Der Richtliniengeber begründet die EntgTranspRL mit einem geschlechtsspezifischen Entgeltgefälle (sog. Gender Pay Gap), das im Jahr 2020 unionsweit 13 % betragen habe und unter anderem auf Entgeltdiskriminierung beruhe. Eine solche geschlechterspezifische Lohndifferenz ist statistisch nachweisbar. In welchem Umfang sie tatsächlich auf einer Diskriminierung basiert, teilt die Begründung der EntgTranspRL nicht mit. Naheliegend dürfte es sein, die Ursachen vornehmlich darin zu suchen, dass Frauen tendenziell öfters in Teilzeit arbeiten, längere berufliche Auszeiten nehmen als Männer und eher Berufe ergreifen, die der Markt geringer vergütet. Ob die verbleibende, nicht objektiv erklärbare Entgeltdifferenz (sog. bereinigtes Gender Pay Gap) auf Diskriminierung zurückzuführen ist, ist umstritten. Es könnten insofern auch andere Umstände ursächlich sein. Jedenfalls mutet es unwissenschaftlich an, eine empirisch nicht erklärbare Ungleichheit mit Diskriminierung gleichzusetzen. Denn hierdurch verwischt der Unterschied zwischen Korrelation und Kausalität. Zu Recht weisen Kritiker daher darauf hin, dass der Gesetzgeber statt eines bürokratischen und aufwendigen Rechtsakts effektivere Mittel gegen das Lohngefälle ergreifen und beispielsweise für eine bessere Betreuung von Kindern Sorge tragen sollte.

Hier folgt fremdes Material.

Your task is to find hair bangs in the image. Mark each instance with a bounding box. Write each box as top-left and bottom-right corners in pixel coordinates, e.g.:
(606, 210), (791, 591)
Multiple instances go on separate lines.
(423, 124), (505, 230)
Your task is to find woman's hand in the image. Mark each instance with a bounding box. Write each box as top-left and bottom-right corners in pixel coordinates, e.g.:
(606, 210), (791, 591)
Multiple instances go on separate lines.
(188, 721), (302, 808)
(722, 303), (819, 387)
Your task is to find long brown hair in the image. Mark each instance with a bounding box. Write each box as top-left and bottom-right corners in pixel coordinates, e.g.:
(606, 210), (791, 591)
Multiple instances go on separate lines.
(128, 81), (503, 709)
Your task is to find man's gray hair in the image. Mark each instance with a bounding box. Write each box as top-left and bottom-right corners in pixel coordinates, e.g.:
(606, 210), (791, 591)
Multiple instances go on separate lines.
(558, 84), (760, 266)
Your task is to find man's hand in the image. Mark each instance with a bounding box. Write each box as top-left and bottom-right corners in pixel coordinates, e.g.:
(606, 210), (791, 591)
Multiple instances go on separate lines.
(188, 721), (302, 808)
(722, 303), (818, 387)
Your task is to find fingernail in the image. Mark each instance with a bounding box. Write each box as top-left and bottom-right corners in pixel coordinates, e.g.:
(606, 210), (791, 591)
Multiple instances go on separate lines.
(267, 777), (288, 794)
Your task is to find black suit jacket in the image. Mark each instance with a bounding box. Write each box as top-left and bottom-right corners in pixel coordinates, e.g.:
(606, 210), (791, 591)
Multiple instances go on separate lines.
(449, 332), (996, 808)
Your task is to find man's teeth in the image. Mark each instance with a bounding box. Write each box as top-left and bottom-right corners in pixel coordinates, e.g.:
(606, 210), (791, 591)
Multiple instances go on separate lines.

Im Gegensatz zu einer EU-Verordnung gilt eine EU-Richtlinie nicht unmittelbar und direkt als Rechtsakt in einem Mitgliedstaat. Vielmehr bedarf eine Richtlinie der Transformation in das nationale Recht. Verbindlich geben EU-Richtlinien nur das zu erreichende Ziel vor; den Mitgliedstaaten bleibt es jedoch überlassen, wie sie die Richtlinie umsetzen. Regelmäßig zielen EU-Richtlinien darauf ab, in den Mitgliedstaaten eine Mindestharmonisierung des Rechts zu erreichen. Die Mitgliedstaaten müssen die EntgTranspRL bis zum 7.6.2026 in nationales Recht umsetzen. Der deutsche Gesetzgeber wird zur Implementierung der EntgTranspRL wohl insbesondere das EntgTranspG entsprechend anpassen.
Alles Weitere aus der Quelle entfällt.